Norwich City Council came in for criticism after it emerged that it had bought a gym at the Westwood Cross Shopping Centre in Ramsgate for £2.3m and a coldstore in Corby for £7.2m.
But at a full city council meeting this week, the Labour-run council defended the investments, saying they were essential to generate money to protect services.
Member of the public Peter Kemp asked councillors whether it would be more reasonable and a better use of locally-raised council tax and business rates, for the authority to be buying local properties.
Paul Kendrick, cabinet member for resources, said that 60pc of the properties which the city council bought were within the city’s boundaries, while there were 200 properties in the city which it had owned “for decades”.
But he said it was worth the council investing in properties, which it rents out to tenants to bring in money, away from the city too.
He said: “From a risk management perspective, it makes sense to diversify, by acquiring properties in different locations.”
Green group leader Denise Carlo said the gym bought was in an out of town shopping centre which she said had “gutted” the high streets of Ramsgate and Margate.
She added access to the shopping centre was mainly by car and the shopping centre was “reliant on high fossil fuel energy usage”.

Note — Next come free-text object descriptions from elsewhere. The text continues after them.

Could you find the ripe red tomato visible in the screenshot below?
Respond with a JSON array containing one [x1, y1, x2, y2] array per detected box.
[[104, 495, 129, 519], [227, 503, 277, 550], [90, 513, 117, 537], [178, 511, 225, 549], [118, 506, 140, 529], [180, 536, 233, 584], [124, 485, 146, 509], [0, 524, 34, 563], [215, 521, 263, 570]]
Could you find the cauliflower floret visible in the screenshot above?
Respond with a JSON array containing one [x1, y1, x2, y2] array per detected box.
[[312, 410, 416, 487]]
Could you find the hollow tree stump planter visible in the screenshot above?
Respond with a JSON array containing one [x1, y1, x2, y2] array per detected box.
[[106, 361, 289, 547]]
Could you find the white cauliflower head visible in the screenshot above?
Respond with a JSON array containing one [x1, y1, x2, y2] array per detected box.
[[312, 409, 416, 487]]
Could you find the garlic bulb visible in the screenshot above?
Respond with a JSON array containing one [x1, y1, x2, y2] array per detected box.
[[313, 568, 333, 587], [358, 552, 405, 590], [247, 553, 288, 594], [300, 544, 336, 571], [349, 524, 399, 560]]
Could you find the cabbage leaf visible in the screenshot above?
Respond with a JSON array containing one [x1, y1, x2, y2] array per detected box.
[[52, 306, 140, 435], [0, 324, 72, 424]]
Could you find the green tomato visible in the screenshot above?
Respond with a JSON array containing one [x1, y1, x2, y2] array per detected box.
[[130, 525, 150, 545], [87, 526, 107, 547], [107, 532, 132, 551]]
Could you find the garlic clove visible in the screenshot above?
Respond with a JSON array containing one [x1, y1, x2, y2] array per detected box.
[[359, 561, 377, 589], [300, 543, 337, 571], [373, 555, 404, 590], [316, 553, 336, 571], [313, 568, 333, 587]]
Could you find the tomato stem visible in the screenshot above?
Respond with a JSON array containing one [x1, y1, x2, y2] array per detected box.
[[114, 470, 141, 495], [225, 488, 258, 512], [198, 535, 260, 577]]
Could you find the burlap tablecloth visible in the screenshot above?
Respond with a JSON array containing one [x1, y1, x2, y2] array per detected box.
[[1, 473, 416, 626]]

She asked if the council would adopt “ethical and sustainability” criteria in deciding how to invest and said it was “regrettable” City Hall had bought the gym in a development on the “lowest end” of the sustainability scale.
In response, Mr Kendrick said the property had a A rating energy performance certificate and the money raised would be used to fund and protect council services.
He said: “Whilst we are planning to introduce some ethical considerations into the commercial property investment strategy which comes to cabinet for approval in December, this would not include automatically excluding investments located in out-of-town shopping centres.”